What to expect after the surgery

  • Pain Control: You can expect to have some pain that may require pain medication for a few days and occasionally last for a few weeks after discharge, and then in most cases Tylenol should be sufficient to control your pain.
  • Urinary Catheter:You may have some bloody discharge around the catheter during a bowel movement, this is not uncommon and will subside. It is not uncommon to feel some increased pressure in your bladder during a bowel movement. If you see blood in your urine (which is not uncommon) it will help to increase your fluid intake. By increasing your intake your urine will remain diluted, preventing blood clots from forming and obstructing your catheter. Increasing your fluid intake will also help to stop the bleeding. Bloody urine is usually insignificant and resolves on its own. You may notice some leaking around the catheter when you are walking around. This can be managed through the use of depends or absorbent materials. If you notice that your catheter stops draining completely, lie flat and drink a lot of water. If your catheter is still not draining after 1 hour you may have to have your catheter irrigated. You must notify the urology office, call the urology resident on call (see contacts) or visit your local emergency room. Please have the doctor at the emergency room call prior to removing the catheter.
  • Urinary Tract Infection: You may develop a urinary tract infection related to the urinary catheter (usually due to placement and catheter removal). It is important to check the clarity of your urine before the catheter is removed as well as drainage around the catheter. If you notice any urinary frequency or burning after the catheter is removed you may have an infection. It is important to call your doctor with any of these symptoms. Your doctor may prescribe an antibiotic to prevent such infections.
  • Showering: You may shower at home. Your wound sites can get wet, but must be padded dry. Tub baths can soak your incisions and therefore are not recommended in the first 2 weeks after surgery. Sutures underneath the skin will dissolve in 4-6 weeks.

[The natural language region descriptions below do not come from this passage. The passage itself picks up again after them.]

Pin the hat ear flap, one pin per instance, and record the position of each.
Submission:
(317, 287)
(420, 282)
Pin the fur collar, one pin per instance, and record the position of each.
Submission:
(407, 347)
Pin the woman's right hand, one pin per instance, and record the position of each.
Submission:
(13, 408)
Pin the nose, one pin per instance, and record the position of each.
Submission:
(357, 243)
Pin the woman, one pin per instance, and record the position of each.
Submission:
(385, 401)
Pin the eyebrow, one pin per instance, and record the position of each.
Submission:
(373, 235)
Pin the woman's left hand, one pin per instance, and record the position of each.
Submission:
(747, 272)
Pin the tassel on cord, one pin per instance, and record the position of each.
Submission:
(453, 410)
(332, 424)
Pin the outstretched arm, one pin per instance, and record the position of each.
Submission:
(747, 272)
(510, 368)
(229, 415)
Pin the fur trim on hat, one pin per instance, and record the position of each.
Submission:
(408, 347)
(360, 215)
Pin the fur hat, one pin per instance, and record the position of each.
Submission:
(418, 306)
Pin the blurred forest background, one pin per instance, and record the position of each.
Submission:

  • Activity: Taking walks is advised. Prolonged sitting or lying in bed should be avoided and can increase your risk for forming blood clots in the legs as well as pneumonia. If you notice any pain or swelling in your leg, chest pain, especially when deep breathing, shortness of breath, sudden onset of weakness or fainting, and or bloody sputum, please notify us immediately or go to your local emergency room. Climbing stairs is possible but should be limited. Driving should be avoided for at least I week after surgery. Absolutely no heavy lifting (greater than 20 pounds) or exercising jogging, swimming, treadmill, biking) until instructed by your doctor. Most patients return to full activity on an average of 3 weeks after surgery. It is common for patients to feel fatigue or weak for a while. The length of time it takes to recover may vary.
  • Diet: No restrictions. Drink plenty of fluids.
  • Follow-up Appointment: You will need to call soon after your discharge (unless arrangements were made before discharge) to schedule a follow up visit for a cystogram, voiding trial and catheter removal to be done one week after your surgery. The foley catheter will only be removed if your cystogram is negative. For this appointment please call The Johns Hopkins Out Patient Center at 410-955-6101.
  • Long-Term Follow-up: A PSA test is drawn at 3 months following surgery and at regular intervals thereafter.